Contextual Linear Bandits with Delay as Payoff

Published: 01 May 2025, Last Modified: 18 Jun 2025ICML 2025 posterEveryoneRevisionsBibTeXCC BY 4.0
TL;DR: We extend the delay-as-payoff model from stochastic multi-armed bandits to contextual linear bandits, proposing a novel phased arm elimination algorithm with strong theoretical guarantees.
Abstract: A recent work by Schlisselberg et al. (2025) studies a delay-as-payoff model for stochastic multi-armed bandits, where the payoff (either loss or reward) is delayed for a period that is proportional to the payoff. While this captures many real-world applications, the simple multi-armed bandit setting limits the practicality of their results.

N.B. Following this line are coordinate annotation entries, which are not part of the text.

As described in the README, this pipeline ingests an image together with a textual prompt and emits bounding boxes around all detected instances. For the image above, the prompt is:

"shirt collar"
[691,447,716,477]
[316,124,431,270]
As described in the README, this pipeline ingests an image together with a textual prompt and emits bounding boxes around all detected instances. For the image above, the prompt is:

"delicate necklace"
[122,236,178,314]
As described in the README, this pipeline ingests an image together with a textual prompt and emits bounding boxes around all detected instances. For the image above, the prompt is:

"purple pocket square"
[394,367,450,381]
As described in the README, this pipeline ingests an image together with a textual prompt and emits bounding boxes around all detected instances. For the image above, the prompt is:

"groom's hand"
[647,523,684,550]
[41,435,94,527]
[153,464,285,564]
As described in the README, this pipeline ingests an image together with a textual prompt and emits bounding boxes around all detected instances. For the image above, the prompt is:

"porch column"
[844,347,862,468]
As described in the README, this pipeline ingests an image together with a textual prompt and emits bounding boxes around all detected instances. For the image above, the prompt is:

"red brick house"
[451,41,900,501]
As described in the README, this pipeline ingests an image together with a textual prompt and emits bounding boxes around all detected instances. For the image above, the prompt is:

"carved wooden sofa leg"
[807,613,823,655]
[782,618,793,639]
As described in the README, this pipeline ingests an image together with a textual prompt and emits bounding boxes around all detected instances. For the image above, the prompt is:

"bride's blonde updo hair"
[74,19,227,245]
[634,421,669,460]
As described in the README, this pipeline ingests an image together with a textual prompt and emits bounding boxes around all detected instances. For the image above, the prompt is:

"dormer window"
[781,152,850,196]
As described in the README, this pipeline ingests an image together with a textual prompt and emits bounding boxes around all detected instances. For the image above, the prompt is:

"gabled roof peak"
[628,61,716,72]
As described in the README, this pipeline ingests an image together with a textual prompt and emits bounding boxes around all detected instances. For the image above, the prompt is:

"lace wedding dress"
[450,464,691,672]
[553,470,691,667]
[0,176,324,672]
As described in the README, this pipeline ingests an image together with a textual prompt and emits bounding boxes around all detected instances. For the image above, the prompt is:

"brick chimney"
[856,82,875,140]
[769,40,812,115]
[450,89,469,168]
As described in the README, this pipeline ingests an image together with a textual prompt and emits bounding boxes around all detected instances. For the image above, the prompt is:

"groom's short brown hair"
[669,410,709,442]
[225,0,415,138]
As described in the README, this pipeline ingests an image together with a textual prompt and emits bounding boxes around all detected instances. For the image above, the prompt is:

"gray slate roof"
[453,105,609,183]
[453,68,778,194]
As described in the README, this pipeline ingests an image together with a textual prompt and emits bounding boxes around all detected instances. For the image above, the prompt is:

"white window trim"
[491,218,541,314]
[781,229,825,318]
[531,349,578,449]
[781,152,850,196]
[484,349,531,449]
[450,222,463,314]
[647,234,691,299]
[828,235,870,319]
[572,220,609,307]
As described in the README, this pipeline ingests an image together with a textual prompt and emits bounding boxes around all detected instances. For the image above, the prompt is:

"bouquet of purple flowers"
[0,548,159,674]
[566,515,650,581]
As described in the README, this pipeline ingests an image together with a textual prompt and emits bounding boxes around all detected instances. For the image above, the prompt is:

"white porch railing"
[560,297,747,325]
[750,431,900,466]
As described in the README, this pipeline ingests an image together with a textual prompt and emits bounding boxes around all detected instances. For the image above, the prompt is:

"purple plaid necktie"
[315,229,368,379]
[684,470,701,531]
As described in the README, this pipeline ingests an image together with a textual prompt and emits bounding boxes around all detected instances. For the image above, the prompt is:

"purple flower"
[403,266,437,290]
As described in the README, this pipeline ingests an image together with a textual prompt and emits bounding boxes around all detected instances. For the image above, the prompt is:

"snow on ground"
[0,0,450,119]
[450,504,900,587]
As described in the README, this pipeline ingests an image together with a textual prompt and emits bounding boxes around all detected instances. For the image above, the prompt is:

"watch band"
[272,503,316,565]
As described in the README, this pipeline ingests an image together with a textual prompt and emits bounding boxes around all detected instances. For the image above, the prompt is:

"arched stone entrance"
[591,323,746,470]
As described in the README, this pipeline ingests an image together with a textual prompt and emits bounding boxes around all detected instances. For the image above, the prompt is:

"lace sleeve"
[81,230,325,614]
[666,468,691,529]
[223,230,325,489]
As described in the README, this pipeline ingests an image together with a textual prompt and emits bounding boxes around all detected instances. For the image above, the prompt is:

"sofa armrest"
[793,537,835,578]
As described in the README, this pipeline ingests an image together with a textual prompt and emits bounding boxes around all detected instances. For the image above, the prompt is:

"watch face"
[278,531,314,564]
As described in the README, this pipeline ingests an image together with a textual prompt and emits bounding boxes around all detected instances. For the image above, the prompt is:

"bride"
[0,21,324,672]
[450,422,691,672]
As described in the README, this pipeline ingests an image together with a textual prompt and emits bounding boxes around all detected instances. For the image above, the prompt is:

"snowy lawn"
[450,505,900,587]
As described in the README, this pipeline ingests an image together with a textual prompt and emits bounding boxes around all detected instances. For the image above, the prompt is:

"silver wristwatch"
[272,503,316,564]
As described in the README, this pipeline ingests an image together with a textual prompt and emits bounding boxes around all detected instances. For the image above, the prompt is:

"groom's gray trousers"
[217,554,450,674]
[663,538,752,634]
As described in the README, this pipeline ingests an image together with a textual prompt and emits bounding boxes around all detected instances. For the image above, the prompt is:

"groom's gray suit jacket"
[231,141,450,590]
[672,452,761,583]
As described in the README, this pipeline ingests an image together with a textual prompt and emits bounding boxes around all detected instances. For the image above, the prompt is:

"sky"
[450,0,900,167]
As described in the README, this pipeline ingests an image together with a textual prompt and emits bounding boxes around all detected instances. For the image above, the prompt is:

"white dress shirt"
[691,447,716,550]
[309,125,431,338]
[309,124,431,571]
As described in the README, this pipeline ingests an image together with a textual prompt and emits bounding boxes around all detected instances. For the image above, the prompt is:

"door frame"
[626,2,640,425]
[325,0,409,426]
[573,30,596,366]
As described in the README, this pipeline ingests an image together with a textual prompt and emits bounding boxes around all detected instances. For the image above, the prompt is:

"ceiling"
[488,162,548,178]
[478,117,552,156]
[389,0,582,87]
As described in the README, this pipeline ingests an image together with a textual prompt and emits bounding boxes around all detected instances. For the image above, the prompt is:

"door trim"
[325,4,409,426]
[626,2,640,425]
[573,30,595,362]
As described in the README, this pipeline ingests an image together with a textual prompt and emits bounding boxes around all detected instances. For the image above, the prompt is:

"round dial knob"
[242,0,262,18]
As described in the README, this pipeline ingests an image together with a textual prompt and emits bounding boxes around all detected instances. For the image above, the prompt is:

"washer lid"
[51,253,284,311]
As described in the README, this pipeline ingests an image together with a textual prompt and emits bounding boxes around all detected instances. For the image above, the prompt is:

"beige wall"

In this paper, we address this limitation by studying the delay-as-payoff model for contextual linear bandits. Specifically, we start from the case with a fixed action set and propose an efficient algorithm whose regret overhead compared to the standard no-delay case is only of order $D\Delta_{\max}\log T$, where $T$ is the total horizon, $D$ is the maximum delay, and $\Delta_{\max}$ is the maximum suboptimality gap. When payoff is loss, we also show further improvement of the bound, demonstrating a separation between reward and loss similar to Schlisselberg et al. (2025). Contrary to standard linear bandit algorithms that construct least squares estimator and confidence ellipsoid, the main novelty of our algorithm is to apply a phased arm elimination procedure by only picking the **volumetric spanners** of the action set, which addresses challenges arising from both payoff-dependent delays and large action sets. We further extend our results to the case with varying action sets by adopting the reduction from Hanna et al. (2023). Finally, we implement our algorithm and showcase its effectiveness and superior performance in experiments.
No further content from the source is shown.